Ray and Shay had to go somewhere, so it was a good morning for me to take off to the next town and get all the paint that we needed. 

Now, Lowes sells the same paint that we have been using for years at a higher price, as it has primer in it.  But as we are going to be painting a lot of bare treated wood on the screen porch, the paint lady recommended using primer, too. We always use primer anyway, the paint goes on much better, and primer is cheaper than putting on two coats of paint.  Then she mixed up the blue/grey paint that we will be using for the screen porch trim.  So that two gallons of paint and a gallon of primer put a big dent in a $100 bill !

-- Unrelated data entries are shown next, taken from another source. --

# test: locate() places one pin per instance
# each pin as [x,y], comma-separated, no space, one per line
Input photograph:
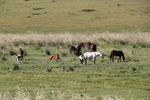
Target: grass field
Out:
[111,24]
[25,16]
[103,81]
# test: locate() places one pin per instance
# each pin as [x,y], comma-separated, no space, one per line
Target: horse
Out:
[54,58]
[90,46]
[76,50]
[117,53]
[72,49]
[20,56]
[90,55]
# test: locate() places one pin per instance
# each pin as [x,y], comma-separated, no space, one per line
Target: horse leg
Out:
[94,60]
[113,59]
[86,61]
[119,59]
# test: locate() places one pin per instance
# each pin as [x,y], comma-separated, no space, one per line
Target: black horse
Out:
[117,53]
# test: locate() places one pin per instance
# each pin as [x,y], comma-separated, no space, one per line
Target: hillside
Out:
[21,16]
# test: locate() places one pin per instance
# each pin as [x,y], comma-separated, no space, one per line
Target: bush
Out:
[47,52]
[12,53]
[15,67]
[4,58]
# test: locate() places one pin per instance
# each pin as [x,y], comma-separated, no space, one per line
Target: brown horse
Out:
[76,50]
[117,53]
[72,49]
[90,46]
[56,57]
[20,55]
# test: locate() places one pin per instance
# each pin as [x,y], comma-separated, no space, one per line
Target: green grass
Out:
[19,16]
[127,80]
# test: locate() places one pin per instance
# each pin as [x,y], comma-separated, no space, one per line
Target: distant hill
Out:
[44,16]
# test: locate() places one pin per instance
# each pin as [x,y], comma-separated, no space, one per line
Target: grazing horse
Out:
[54,58]
[90,46]
[76,50]
[20,55]
[90,55]
[72,49]
[117,53]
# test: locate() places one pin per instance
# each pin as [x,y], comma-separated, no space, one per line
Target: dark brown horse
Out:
[76,50]
[20,55]
[72,49]
[56,57]
[90,46]
[120,54]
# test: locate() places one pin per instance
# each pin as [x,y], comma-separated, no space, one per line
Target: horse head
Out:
[81,57]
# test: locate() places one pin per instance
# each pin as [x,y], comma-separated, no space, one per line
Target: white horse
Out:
[90,55]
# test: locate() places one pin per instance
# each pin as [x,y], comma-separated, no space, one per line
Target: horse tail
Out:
[111,55]
[123,57]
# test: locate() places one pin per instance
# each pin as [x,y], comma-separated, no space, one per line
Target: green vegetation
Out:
[25,16]
[37,78]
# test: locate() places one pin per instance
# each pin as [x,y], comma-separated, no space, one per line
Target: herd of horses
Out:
[77,50]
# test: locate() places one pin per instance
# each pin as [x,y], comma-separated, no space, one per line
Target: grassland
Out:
[25,16]
[103,81]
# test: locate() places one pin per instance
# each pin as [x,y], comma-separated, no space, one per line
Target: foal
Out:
[20,55]
[54,57]
[117,53]
[90,55]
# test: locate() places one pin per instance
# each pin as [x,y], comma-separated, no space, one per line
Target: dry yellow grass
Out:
[75,37]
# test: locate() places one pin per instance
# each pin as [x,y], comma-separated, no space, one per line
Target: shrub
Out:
[15,67]
[4,58]
[12,53]
[47,52]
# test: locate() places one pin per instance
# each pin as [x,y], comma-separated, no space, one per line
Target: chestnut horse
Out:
[90,55]
[76,50]
[117,53]
[20,55]
[90,46]
[56,57]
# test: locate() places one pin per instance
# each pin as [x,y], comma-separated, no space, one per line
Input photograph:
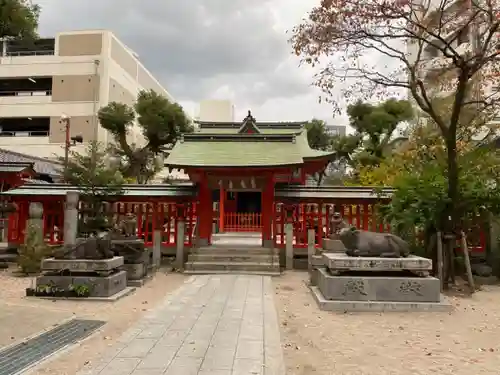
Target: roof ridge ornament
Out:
[249,125]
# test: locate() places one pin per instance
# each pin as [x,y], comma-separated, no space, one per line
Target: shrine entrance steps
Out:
[234,253]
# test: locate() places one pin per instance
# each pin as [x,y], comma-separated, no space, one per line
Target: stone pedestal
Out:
[137,259]
[347,283]
[333,246]
[102,276]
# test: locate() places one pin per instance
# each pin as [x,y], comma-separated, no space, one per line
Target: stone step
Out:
[233,250]
[232,266]
[225,257]
[226,272]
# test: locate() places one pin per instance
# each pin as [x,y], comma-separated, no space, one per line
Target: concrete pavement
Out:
[212,325]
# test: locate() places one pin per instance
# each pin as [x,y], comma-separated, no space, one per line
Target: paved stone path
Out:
[212,325]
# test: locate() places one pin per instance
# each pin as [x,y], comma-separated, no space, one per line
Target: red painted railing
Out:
[362,216]
[148,215]
[165,215]
[242,222]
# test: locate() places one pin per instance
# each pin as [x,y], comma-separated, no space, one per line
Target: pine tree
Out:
[100,183]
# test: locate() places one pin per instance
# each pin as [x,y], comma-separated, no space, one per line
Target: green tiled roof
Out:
[242,150]
[227,144]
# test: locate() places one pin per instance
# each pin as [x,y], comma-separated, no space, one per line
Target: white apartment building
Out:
[73,74]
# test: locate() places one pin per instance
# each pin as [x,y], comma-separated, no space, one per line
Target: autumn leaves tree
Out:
[373,48]
[161,122]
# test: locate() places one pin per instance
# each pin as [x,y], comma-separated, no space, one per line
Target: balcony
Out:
[23,97]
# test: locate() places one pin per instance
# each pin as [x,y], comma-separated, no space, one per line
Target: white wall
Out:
[46,66]
[216,111]
[44,109]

Four years ago, Ray had repainted the hood of my van with Duplicolor, but the color wasn’t quite ‘duplicated’, and it didn’t look good or hold up.  I didn’t worry about it at the time, as I had bought the van as a stop-gap while looking for what I really wanted, a white van with all the buttons.  I never dreamed that this old Aerostar van would be so reliable.  As I was going past Tascos, I stopped and asked them if they had any paint the right color.  It is a navy blue with a hint of sparkle in it, which the Duplicolor didn’t have. They said they would mix up a can of spray paint the right color.  The paint man got the color code off my van. It was interesting to watch him make it up in a special room with an observation window.  But it is supposed to be used over a special really dark grey primer. Oh! Oh! That took the change from the $100 and more.

By the time I had bought tags for the van, and a few veggies, there went another $100 !

Krogers has the refrigerated “FreshPet” cat food $3 cheaper than Petco. So at least I saved some money somewhere, yesterday.